The Conflict Minerals Rule (Rule) requires SEC reporting companies to undertake diligence and then report their use of certain minerals. The Rule applies to all SEC reporting companies that manufacture or contract to manufacture products containing any of the four “conflict minerals” – gold, tantalum, tin and tungsten.  Conflict minerals are found in countless electronic and industrial products. All industries – including public utilities, energy and power companies – are covered by the Rule, and companies must consider what diligence and reporting obligations apply to them and their operations.

Although many in the power industry might expect that they would be outside of the scope of this Rule, there are circumstances in which public utilities, energy and power companies could be deemed to be “manufacturers” or “contract manufacturers” under the Rule and therefore subject to it.   

Note: the first reporting period under the Rule is calendar year 2013, so companies should commence a process right away to determine the degree to which (if any) the new Rule applies to them.  A company may have only a few products that are covered, but because of the possible scope and cost of diligence, conflict minerals compliance should be considered sooner rather than later.

Failure to comply with the Rule could have serious business and legal consequences. The Rule does not ban or prohibit the use of conflict minerals.  But, customer and activist pressure about the use of conflict minerals has already created quite a stir in many industries. It is important to note that the failure of a reporting company to make a required filing could render it ineligible for S-3 treatment.  That ineligibility could be significant in accessing the capital markets.

As a first step, a public utility, energy or power company should consider:

  • Whether its business involves the sale or lease of any product? (for example, smart meters, demand management/energy efficiency devices, power generators, electrical appliances).
  • Whether those products are purchased off-the-shelf for resale or whether that company has any input into their manufacture?

The SEC did not provide much guidance on whether an item is a “product” or whether a company will be deemed to be a “manufacturer.” And, although those seem like straight-forward questions, answering them for purposes of the Rule may require detailed and reasoned analysis.

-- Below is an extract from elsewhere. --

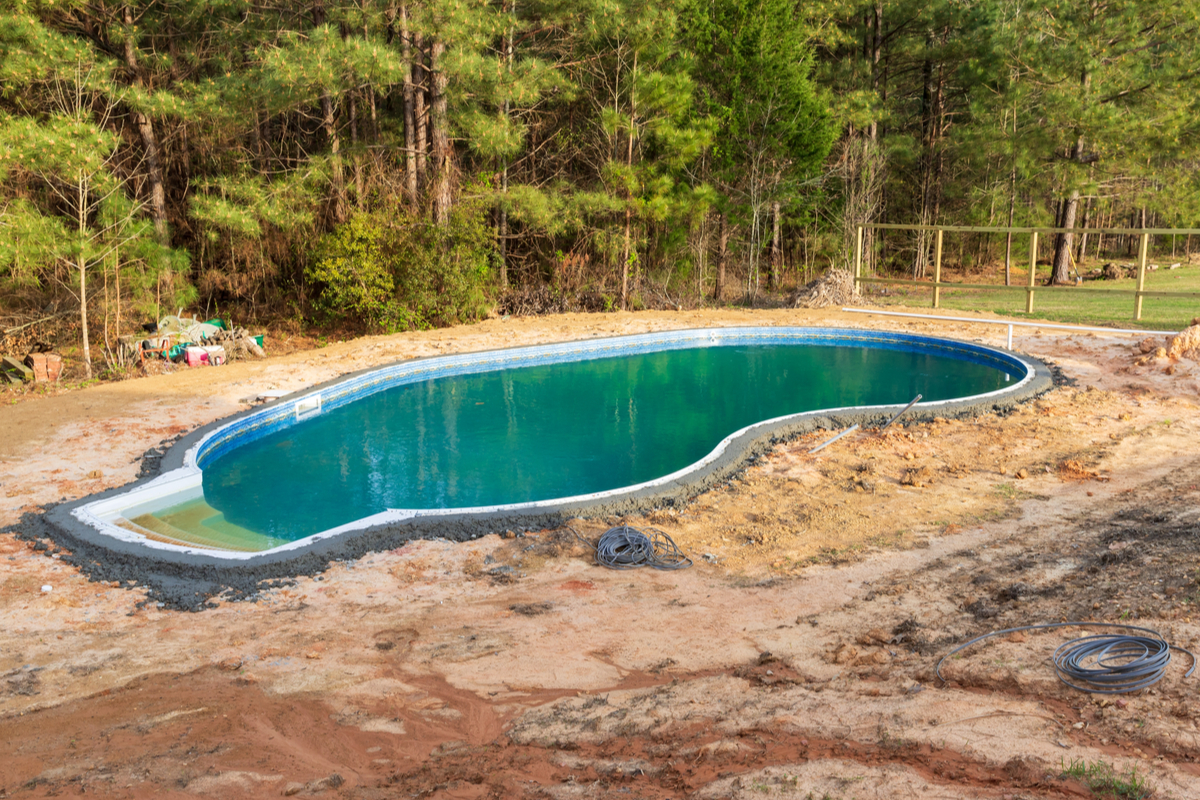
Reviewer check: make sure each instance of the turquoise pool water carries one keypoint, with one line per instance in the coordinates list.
(545, 432)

In addition to considering whether the Rule applies to it, a company will need to plan and implement an appropriate process to deal with this new Rule.  Among other things, at the outset, it will need to consider:

  1. Who will be included in its internal team (legal, compliance, procurement, treasury)?
  2. Which function will have “ownership” of compliance with the requirements of this Rule?
  3. How will executives, board members, audit committee members be briefed about the company’s obligations and strategy regarding compliance?

Overall, if the Rule does apply, these companies will need to take certain steps, including:

  • Develop a compliance plan and strategies
  • Draft policies and determine whether supply agreements should be revised
  • Train relevant employees and associates
  • Prepare supplier and customer communications
  • Benchmark activities to others within industry
  • Prepare reports and other disclosure

 Indeed, this is one more example of the reach of the Conflict Minerals Rule.